The Gombe Stream National Park is located on the western border of Tanzania and the Congo. Established in 1968, It is one of the smallest national parks in Tanzania with only 35 km2 of protected land along the hills of the eastern shore of Lake Tanganyika. It is a famous place for those who want to see chimpanzees off the beaten track. Guided hikes take visitors into the forest to see chimpanzees in the wild. The area has steep valleys and the forest vegetation ranges from grassland to forest and tropical rainforest.

The Gombe Stream national park is the place where Jane Goodall did her research on chimpanzee populations. Jane Goodall first traveled to Tanzania in 1960 at the age of 26 with no formal college training. Her research proved the intellectual and emotional sophistication of the chimpanzees. Goodall set up a small research station in Gombe in hopes of learning more about the behavior of our closest relatives. There she spent months tracking the chimpanzee troops, particularly the Kasekela chimpanzee community. She observed their daily habits until she was slowly accepted by one troop and was allowed rare and intimate glimpses into chimpanzee society.

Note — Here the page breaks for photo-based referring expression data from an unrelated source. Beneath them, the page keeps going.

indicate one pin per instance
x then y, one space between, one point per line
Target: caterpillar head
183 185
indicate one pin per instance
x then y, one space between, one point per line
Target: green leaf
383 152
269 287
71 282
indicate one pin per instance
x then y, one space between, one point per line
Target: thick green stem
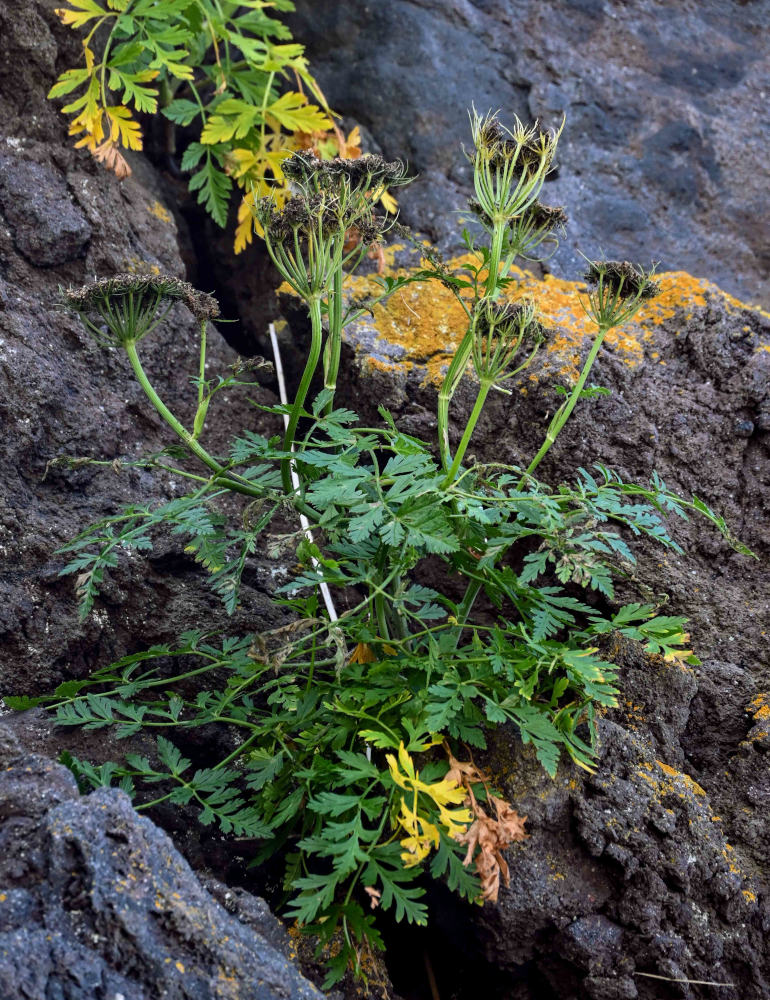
167 415
304 385
227 479
562 415
495 253
478 406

In 1967, the Gombe Stream Research Center (GSRC) was established to coordinate ongoing chimpanzee research in the park. Run mostly by a team of trained Tanzanians, the GSRC is the longest-running field study of an animals species in their natural surroundings.

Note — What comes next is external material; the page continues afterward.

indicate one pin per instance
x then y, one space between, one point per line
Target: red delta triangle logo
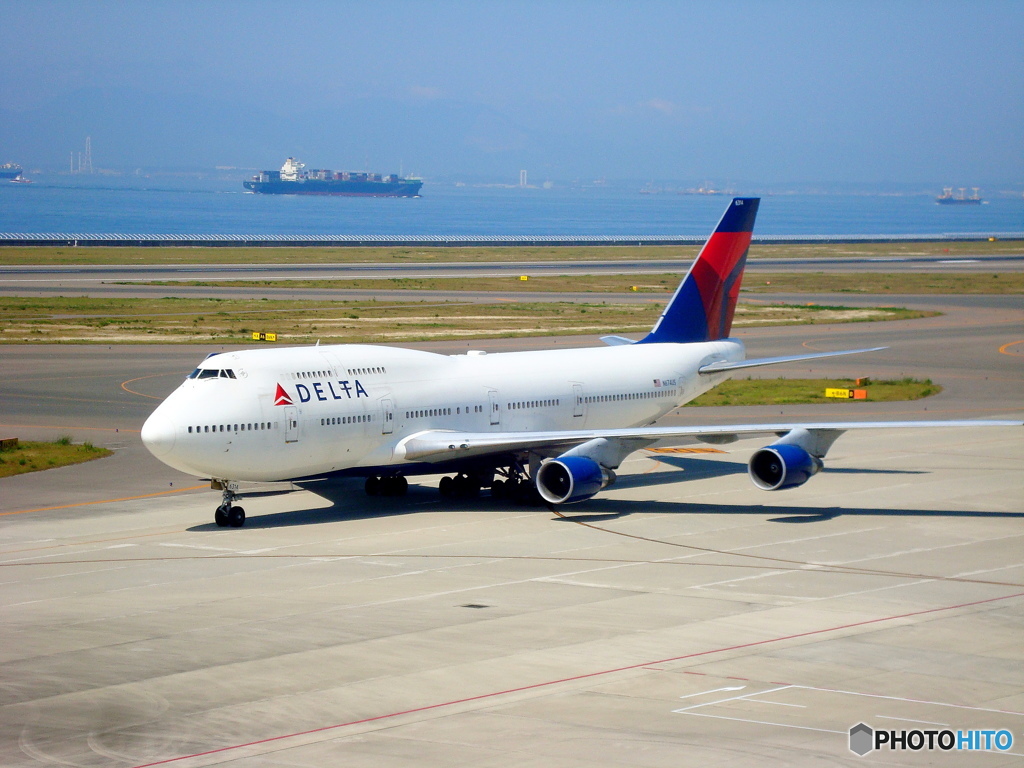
281 397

Animals in Gombe Stream National Park

Gombe’s high levels of diversity make it an increasingly popular tourist destination. Besides chimpanzees, primates inhabiting Gombe Stream national park include beachcomber olive baboons, red colobus, red-tailed monkeys, blue monkeys, and vervet monkeys. Red-tailed monkeys and blue monkeys also hybridize in the area. The park is home to over 200 bird species and bushpigs too. And you can find many species of snakes and occasionally hippos and leopards.